Nutritional therapy is generally administered to the patient by a registered dietitian. The dietitian is most commonly referred to by the patient’s existing physician as a supplemental treatment plan to be used for care either at home or in the setting of the hospital recovery patient room with regards to meals and vitamin therapies. A typical setting of a nutritional therapy plan involves facilities such as home care, outpatient care, and long-term care facilities. This process generally involves a dietary assessment with detailed laboratory reports and measurements.

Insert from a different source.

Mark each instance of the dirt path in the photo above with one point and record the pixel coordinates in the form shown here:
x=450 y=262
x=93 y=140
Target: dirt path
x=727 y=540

- Total Parenteral Nutrition (TPN) is therapy that is used for patients who must receive all their nutritional intake intravenously because they cannot or should not get their nutrients through eating. This typically includes a combination of sugar and carbohydrates, proteins, lipids, electrolytes and trace elements which are specific to the patient’s individual assessment. TPN generally is administered for up to twelve hours a day, once a day for up to five times a week.

- Enteral Nutrition formulas are used as food replacement for those patients who have been deficient in receiving all the proper nutrients they need in their diet. These formulas may be administered through a feeding tube or directly by the mouth. These types of treatments may be used in the hospital setting, as well as at home in recovery.

Medical Nutritional Therapy involves nutritional intervention as it relates to a patient’s recovery and healing process. Common areas where this type of treatment may be used are in patients who are undergoing cancer treatments. According to the National Cancer Institute, one out of every three cancer deaths is the direct result of poor nutrition. Medical Nutritional Therapy is vastly important because when a patient’s body is trying to heal, if there is not enough fat and protein being taken into the body, the body will draw from its own internal sources, resulting in malnutrition and oftentimes even death.


The side effects of nutritional therapy are often not an issue, and generally there are very few incidences of negative side effects. However, as with all medically administered treatments, there are a few special cases that should be brought to light. Because intravenous nutrition is often a method physicians will use to boost the survival rate of a patient, it’s benefits far outweigh any associated risks.

Certain patients may need to be monitored for metabolic parameters such as blood glucose, lipids, blood pressure, and body weight to ensure the proper dosage of nutrients is administered. Enteral feedings may make pancreatic conditions worsen and intestinal or stomach problems may inhibit the proper absorption of nutritional therapies.  In cases of sever malnutrition, patients have suffered nerve and heart problems from aggressive nutritional therapy. Under the close supervision of a qualified physician, these issues can generally be safeguarded against before they happen.

Most patients have experienced positive side effects from nutritional therapies, such as stronger immune function, healthy body tissues for rebuilding wound injuries, a decreased risk of infection, as well as a general feeling of more strength and increased energy.


Nutritional therapy is a marvel of the medical world. Through the use of intravenous feedings during the surgery and recovery process, morbidity in the medical profession has been dramatically reduced. This type of therapy is gaining in popularity because it addresses health problems that can be treated without the use of expensive drug treatments. Nutritional therapy allows a patient to feel in control of their own health and well-being. The scope of this treatment is far-reaching and the implications of its effectiveness are vast.

In general, medical nutritional therapy strives to enhance the quality of life for patients who are dealing with complex medical issues. This type of therapy often includes counseling either in group or individual sessions to help the patient integrate healthy eating into a regular lifestyle routine, thereby improving the patient’s quality of life.